There are also other RL training alternatives. Dong et al. have developed a quantum RL approach51. In the quantum format, a state \(i \in S\) of the MDP is mapped to quantum state \(\vert {i}\rangle\). Similarly, an action \(j \in A\) is mapped to quantum state \(\vert {j}\rangle\). In state i, the action space is represented by the quantum state

$$\begin{aligned} \vert {A_i}\rangle = \sum _{j=0}^{m-1} \psi _i \vert {a_j}\rangle \end{aligned}$$

where the probability amplitudes \(\psi _i\)’s, initially all equal, are modulated, using Grover iteration by the RL procedure. In state i, selecting an action amounts to observing the quantum state \(\vert {A_i}\rangle\). According to the non-cloning theorem, it can be done just once, which is somewhat limited.

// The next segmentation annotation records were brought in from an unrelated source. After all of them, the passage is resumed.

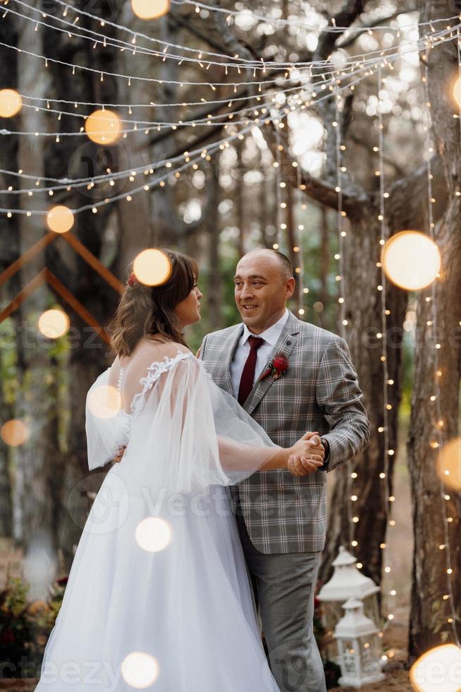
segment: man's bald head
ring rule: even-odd
[[[295,290],[291,263],[277,250],[253,250],[237,265],[235,302],[243,321],[261,334],[285,313]]]
[[[273,250],[271,248],[260,248],[257,250],[252,250],[243,256],[242,260],[245,258],[257,258],[262,260],[266,260],[267,262],[278,265],[283,281],[287,281],[293,275],[293,268],[291,262],[283,252],[278,250]],[[242,261],[240,260],[240,262]],[[240,262],[239,262],[240,264]]]

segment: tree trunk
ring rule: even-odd
[[[219,154],[216,153],[210,162],[211,180],[208,194],[211,196],[210,213],[207,220],[209,239],[209,280],[207,287],[208,325],[210,331],[221,329],[223,325],[223,278],[219,264]]]
[[[448,16],[445,13],[451,11],[451,6],[448,0],[436,5],[421,3],[420,21]],[[422,68],[425,68],[424,64]],[[448,620],[453,611],[458,622],[461,615],[461,501],[455,491],[445,490],[450,496],[448,501],[443,499],[444,493],[441,493],[436,472],[441,448],[435,448],[436,444],[443,445],[458,434],[461,198],[456,191],[461,176],[461,160],[459,121],[453,117],[454,107],[449,95],[455,76],[457,76],[455,42],[429,51],[431,112],[448,201],[443,219],[434,228],[442,259],[441,278],[435,284],[436,299],[426,300],[433,297],[432,287],[424,290],[420,293],[417,310],[414,383],[407,445],[414,532],[410,659],[448,639],[456,640],[456,619],[451,624]],[[437,198],[435,193],[434,197]],[[432,326],[428,326],[428,321],[432,321]],[[439,349],[436,347],[436,342],[441,345]],[[441,374],[439,376],[436,371]],[[433,395],[438,396],[438,402],[431,400]],[[443,422],[441,428],[439,420]],[[444,515],[452,520],[446,525]],[[441,545],[445,548],[439,549]],[[448,554],[451,578],[447,574]],[[453,599],[444,599],[444,595],[450,595],[450,583]],[[459,625],[457,630],[459,633]]]
[[[357,207],[357,209],[360,208]],[[371,426],[370,444],[365,451],[352,460],[346,467],[336,472],[331,499],[327,542],[323,554],[320,579],[327,581],[332,572],[332,562],[338,555],[339,547],[344,545],[355,554],[363,564],[362,573],[371,577],[376,584],[381,580],[383,550],[386,542],[386,486],[389,484],[392,494],[393,463],[389,457],[388,475],[381,479],[384,472],[384,436],[378,432],[383,426],[384,372],[381,360],[381,340],[376,334],[382,332],[381,296],[377,291],[363,290],[363,286],[378,286],[381,273],[376,268],[379,260],[380,227],[377,221],[377,204],[370,200],[360,209],[361,213],[350,217],[350,229],[347,231],[345,242],[344,283],[345,318],[349,322],[346,340],[349,345],[352,362],[364,394],[364,403]],[[357,276],[360,281],[357,280]],[[392,301],[395,308],[387,318],[388,334],[391,330],[402,336],[402,323],[405,315],[406,297],[400,301],[392,299],[395,289],[389,287],[386,303]],[[388,349],[388,368],[394,385],[388,387],[388,397],[393,408],[389,412],[389,448],[395,448],[397,437],[397,412],[400,399],[400,365],[401,350],[399,343]],[[357,477],[352,478],[352,474]],[[350,499],[357,496],[357,499]],[[370,513],[369,508],[373,507]],[[358,522],[350,520],[358,517]],[[351,546],[351,540],[357,546]]]
[[[102,17],[109,16],[110,10],[110,7],[102,4]],[[87,18],[82,18],[81,21],[88,29],[97,29],[92,20]],[[97,23],[99,26],[99,22]],[[106,32],[110,30],[109,27],[106,29]],[[56,33],[51,30],[45,33],[45,53],[49,56],[71,61],[68,52],[75,51],[80,55],[80,59],[87,64],[96,60],[107,71],[119,71],[116,62],[118,52],[108,52],[102,47],[93,49],[87,41],[82,41],[80,44],[75,43],[70,45],[66,35],[63,35],[61,42],[56,42]],[[53,71],[54,87],[58,97],[68,90],[68,80],[70,78],[73,89],[79,95],[79,100],[117,102],[117,93],[114,90],[116,80],[108,79],[102,83],[97,75],[87,72],[77,73],[70,78],[66,69],[54,64],[51,64],[50,68]],[[58,124],[63,131],[72,131],[81,124],[75,118],[63,117]],[[128,168],[130,165],[125,161],[124,152],[123,145],[121,148],[118,145],[102,147],[87,141],[86,138],[63,137],[59,144],[52,143],[49,147],[46,159],[47,174],[58,178],[97,175],[107,166],[116,171],[119,161],[123,169]],[[112,194],[113,191],[106,185],[96,185],[91,190],[82,187],[71,193],[61,193],[62,198],[59,201],[72,208],[79,208],[92,201],[104,199]],[[97,214],[92,213],[90,210],[82,212],[75,217],[72,232],[94,255],[102,258],[106,246],[106,231],[109,224],[115,223],[114,217],[113,205],[111,205],[100,208]],[[49,247],[47,261],[58,278],[99,323],[103,326],[106,326],[118,299],[118,294],[113,290],[85,260],[59,239]],[[61,301],[59,298],[56,299]],[[57,453],[54,457],[55,463],[59,463],[61,468],[61,472],[57,469],[55,471],[55,482],[51,491],[59,502],[59,507],[54,510],[55,525],[58,544],[63,560],[63,566],[68,571],[73,559],[73,547],[78,543],[90,509],[87,493],[97,491],[109,468],[104,469],[102,474],[90,474],[88,472],[85,403],[90,386],[106,367],[109,354],[107,346],[94,334],[92,328],[67,304],[61,302],[71,322],[69,336],[70,347],[65,363],[61,364],[61,369],[66,374],[68,393],[66,406],[68,407],[69,423],[67,447],[65,454],[62,455],[62,461],[60,462]],[[56,430],[55,434],[57,436]],[[62,467],[64,468],[63,472]]]
[[[27,10],[24,11],[27,11]],[[42,33],[34,30],[33,23],[18,20],[18,46],[26,50],[43,54]],[[18,89],[21,93],[41,96],[49,88],[47,71],[39,61],[31,61],[20,52],[18,56]],[[20,129],[28,131],[46,129],[45,117],[41,112],[23,108],[19,117]],[[40,137],[21,137],[19,141],[18,163],[20,169],[44,174],[44,139]],[[29,181],[21,181],[24,187]],[[44,209],[43,196],[21,196],[23,209]],[[43,237],[43,216],[22,215],[18,222],[20,252],[23,253]],[[20,272],[21,285],[31,280],[44,264],[43,253],[36,256]],[[49,306],[48,294],[42,287],[31,295],[20,308],[23,363],[25,367],[20,401],[20,415],[27,422],[29,438],[18,451],[15,479],[15,515],[17,519],[15,539],[22,544],[26,559],[39,549],[52,563],[56,559],[56,536],[54,523],[54,509],[49,501],[52,482],[51,462],[57,454],[57,439],[54,437],[56,408],[53,405],[49,342],[39,337],[37,321],[40,314]],[[26,574],[33,578],[32,574]],[[43,585],[44,587],[44,585]]]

By far, not all QML issues have been resolved. More research on encoding and training is required. Variational circuit optimization experts41 highlight the need for more research to determine what works best, among the available variational circuit designs, versus the type of problem considered.

Conclusion

We have presented our vision of a next generation cyber-physical defense in the quantum era. In the same way that nobody thinks about system protection making abstraction of the quantum threat, we claim that in the future nobody will think about cyber-physical defense without using quantum resources. When available, adversaries will use quantum resources to support their strategies. Defenders must be equipped as well with the same resources to face quantum adversaries and achieve security beyond breach. ML and quantum computing communities will play very important roles in the design of such resources. This way, the quantum advantage will be granted to defenders rather than solely to adversaries. The essence of the war between defenders and adversaries is knowledge. RL can be used by an adversary for the purpose of system identification, an enabler for cyber-physical attacks. The paper has clearly demonstrated the plausibility of using quantum technique to search defense strategies and counter adversaries. Furthermore, the design of new defense techniques can leverage quantum ML to speedup decision making and support networked control systems. These benefits of QML will although materialize when the quantum computer will be available. These ideas have been explored in this article, highlighting capabilities and limitations which resolution requires further research.